And yet by looking on these torsos of the haberdasher, one is not brought to thoughts of sad mortality. Their joy is so exultant. And all the things that they hold dear—canes, gloves, silk hats, and the newer garments on which fashion makes its twaddle—are within reach of their armless sleeves. Had they fingers they would be smoothing themselves before the glass. Their unbodied heads, wherever they may be, are still smiling on the world, despite their divorcement. Their tongues are still ready with a jest, their lips still parted for the anchovy to come.

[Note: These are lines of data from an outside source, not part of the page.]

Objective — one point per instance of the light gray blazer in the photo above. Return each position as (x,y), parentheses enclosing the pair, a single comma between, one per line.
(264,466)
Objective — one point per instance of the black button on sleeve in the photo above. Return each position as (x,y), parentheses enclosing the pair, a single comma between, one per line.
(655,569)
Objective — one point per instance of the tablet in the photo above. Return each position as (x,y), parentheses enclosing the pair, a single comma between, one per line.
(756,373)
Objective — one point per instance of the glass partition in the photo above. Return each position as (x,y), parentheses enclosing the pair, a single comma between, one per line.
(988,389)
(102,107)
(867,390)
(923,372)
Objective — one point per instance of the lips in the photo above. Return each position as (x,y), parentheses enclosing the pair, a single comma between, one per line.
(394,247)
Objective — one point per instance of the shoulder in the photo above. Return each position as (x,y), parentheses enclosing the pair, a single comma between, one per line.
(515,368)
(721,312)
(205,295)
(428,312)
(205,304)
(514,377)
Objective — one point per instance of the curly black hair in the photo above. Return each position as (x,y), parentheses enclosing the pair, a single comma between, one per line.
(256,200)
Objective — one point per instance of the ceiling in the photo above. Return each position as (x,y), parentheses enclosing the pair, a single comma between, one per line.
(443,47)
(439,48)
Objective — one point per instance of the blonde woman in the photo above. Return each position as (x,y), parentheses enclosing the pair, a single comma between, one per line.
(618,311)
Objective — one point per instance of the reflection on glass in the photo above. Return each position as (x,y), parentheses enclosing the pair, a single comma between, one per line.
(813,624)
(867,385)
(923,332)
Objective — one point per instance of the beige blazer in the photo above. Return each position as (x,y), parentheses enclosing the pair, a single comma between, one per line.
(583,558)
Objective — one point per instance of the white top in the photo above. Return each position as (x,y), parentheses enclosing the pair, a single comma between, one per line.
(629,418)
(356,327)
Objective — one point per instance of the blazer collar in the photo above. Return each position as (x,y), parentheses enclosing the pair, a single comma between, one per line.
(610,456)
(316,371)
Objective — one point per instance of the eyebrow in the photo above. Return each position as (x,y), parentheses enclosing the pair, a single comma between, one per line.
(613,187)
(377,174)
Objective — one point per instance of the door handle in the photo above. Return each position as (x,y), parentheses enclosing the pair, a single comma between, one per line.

A few days since, as I was thinking—for so I am pleased to call my muddy stirrings—what manner of essay I might write and how best to sort and lay out the rummage, it happened pat to my needs that I received from a friend a book entitled “The Closet of Sir Kenelm Digby Knight Opened.” Now, before it came I had got so far as to select a title. Indeed, I had written the title on seven different sheets of paper, each time in the hope that by the run of the words I might leap upon some further thought. Seven times I failed and in the end the sheets went into the waste basket, possibly to the confusion of Annie our cook, who may have mistaken them for a reiterated admonishment towards the governance of her kitchen—at the least, a hint of my desires and appetite for cheese and pippins.
“The Closet of Sir Kenelm Digby Opened” is a cook book. It is due you to know this at once, otherwise your thoughts—if your nature be vagrant—would drift towards family skeletons. Or maybe the domestic traits prevail and you would think of dress-clothes hanging in camphorated bags and a row of winter boots upon a shelf.
I am disqualified to pass upon the merits of a cook book, for the reason that I have little discrimination in food. It is not that I am totally indifferent to what lies on the platter. Indeed, I have more than a tribal aversion to pork in general, while, on the other hand, I quicken joyfully when noodles are interspersed with bacon. I have a tooth for sweets, too, although I hold it unmanly and deny it as I can. I am told also—although I resent it—that my eye lights up on the appearance of a tray of French pastry. I admit gladly, however, my love of onions, whether they come hissing from the skillet, or lie in their first tender whiteness. They are at their best when they are placed on bread and are eaten largely at midnight after society has done its worst.